Von Helden, Gladiatoren und Konsumenten.

220px-Weltmeister_autograph_1954Eberhard Huber hat in Dornbirn bei einem der frühen PM-Camps eine tolle Session mit der Überschrift „Kulturzwiebel“ gehalten. Ich habe darüber berichtet.

Die „Kulturzwiebel“ beschreibt modellhaft soziale Systeme, wie zum Beispiel auch die Bundesrepublik Deutschland eines ist. Die Schalen der „Zwiebel“ sind so z.B. ihre Symbole, Rituale, basic beliefs, Überzeugungen, Werte …. Und ganz speziell spielen die „Helden“ des Systems auch eine Rolle.

Diese Session hat mich angeregt und ich habe mich auf die Suche nach meinen „deutschen“ Helden begeben.
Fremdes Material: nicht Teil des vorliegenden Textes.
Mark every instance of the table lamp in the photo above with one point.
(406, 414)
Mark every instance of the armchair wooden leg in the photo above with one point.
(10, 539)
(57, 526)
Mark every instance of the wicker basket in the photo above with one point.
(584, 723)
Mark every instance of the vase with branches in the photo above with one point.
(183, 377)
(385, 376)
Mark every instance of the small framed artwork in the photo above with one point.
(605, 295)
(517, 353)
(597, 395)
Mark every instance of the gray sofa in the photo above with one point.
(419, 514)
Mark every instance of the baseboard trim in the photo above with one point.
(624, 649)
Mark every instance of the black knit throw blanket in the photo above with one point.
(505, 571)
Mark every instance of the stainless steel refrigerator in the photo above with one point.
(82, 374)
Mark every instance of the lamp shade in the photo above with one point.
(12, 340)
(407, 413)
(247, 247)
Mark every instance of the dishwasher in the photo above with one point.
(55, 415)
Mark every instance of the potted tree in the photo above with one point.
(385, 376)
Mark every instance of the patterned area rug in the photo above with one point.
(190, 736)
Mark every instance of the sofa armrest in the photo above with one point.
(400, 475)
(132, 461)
Dabei habe ich an die großen Klassiker der Literatur (Goethe, Schiller … ) an moderne Schriftsteller (Brecht, Grass …) und an Philosophen (Kant, Nietzsche …) gedacht.  Ich habe mir weiter überlegt, ob Politiker (Erhard, Brandt …), Menschen im Widerstand (Scholl, Staufenberg), Komponisten (Bach, Beethoven …) und Musiker (Lindenberg, Nina) und viele mehr für mich als meine  Helden in Frage kommen.

Keine und keiner von diesen konnte niemand meinen Anspruch an einen „deutschen Helden“ oder eine „deutsche Heldin“ zufrieden stellen. Da ich leidenschaftlicher Fußballer war und bin, habe ich dort weiter gesucht. Beckenbauer, Haller und Uwe Seeler (der noch am ehesten) waren es aber auch nicht.

Und dann kam mir der Gedanke:
Die Fußball-Weltmeister von 1954 – die Helden von Bern – die sind es! Diese Mannschaft fand ich noch am ehesten würdig, meine „Deutsche Helden“ zu sein.

Aber das ist jetzt 61 Jahre her. Jetzt leben wir im 21. Jahrhundert. Vor kurzem habe ich das Finale der Champions League Juventus gegen Barcelona 2015 in Berlin im Frensehen verfolgt. Und wieder einmal mehr war ich verwundert, wie exzessiv eigentlich all die Stars von heute tätowiert sind. Und habe auch über die ausgefallenen Frisuren gestaunt.

Und dann ist es mir schlagartig klar geworden:
Die Fußballer von heute sind die Gladiatoren unserer Zeiten. Die Tattoos und ihre gefärbten Kamm- und sonstigen Frisuren sind Teil ihrer Kriegstracht. Ihre Herren sind die Vereine und dahinter die großen Konzerne. Für die kämpfen sie und von denen werden sie für ihren Kampf bezahlt. So und gestützt von weiteren Marketingmaßnahmen werden die Konsumenten abhängig gemacht und bei Kauflaune gehalten. Diese bejubeln „ihre“ Gladiatoren und kaufen folgsam die Produkte der Herren derselbigen.

So sind die Wettkämpfe unserer Gladiatoren die größten Spektakel unserer Zeit. Wenn die „richtige Seite“ siegt, flippt das Volk aus, wenn sie verliert, sind die Fans (das Konsumentenvolkt) zu Tode betrübt und verbrennen ihre Fahnen.

Fußballer sind die modernen Söldnern der Neuzeit. Sie „spielen“  für den, der am meisten zahlt. Aber vor allem kämpfen sie für den Konsum der Masse. Es geht nicht mehr um panem et circenses zur Ablenkung und Unterhaltung der Menschen wie im alten Rom sondern um Umsatz und Profit, also um die „Kohle“ (vulgo das Geld) der Masse.

Ich denke mir, dass diese Entwicklung ein Anzeichen für die Dekadenz unserer Zeit ist. Der Dekadenz, die als Vorstufe des Endes in prosperierenden sozialen Systemen kurz vor deren Untergang auftritt.

Wir aber wissen, dass Innovation kreative Zerstörung ist und freuen uns schon auf das Neue. Und genießen die morbide Freude am Untergang all derer, die an dieser Entwicklung schuld sind. Bloß sind damit wir alle gemeint.

RMD

P.S.
Es gibt auch so eine Art Ausbeutungs- und Versorgungsorganisation der Gladiatoren. Die nennt sich FIFA und verdient viel Geld mit den neuen Spielen.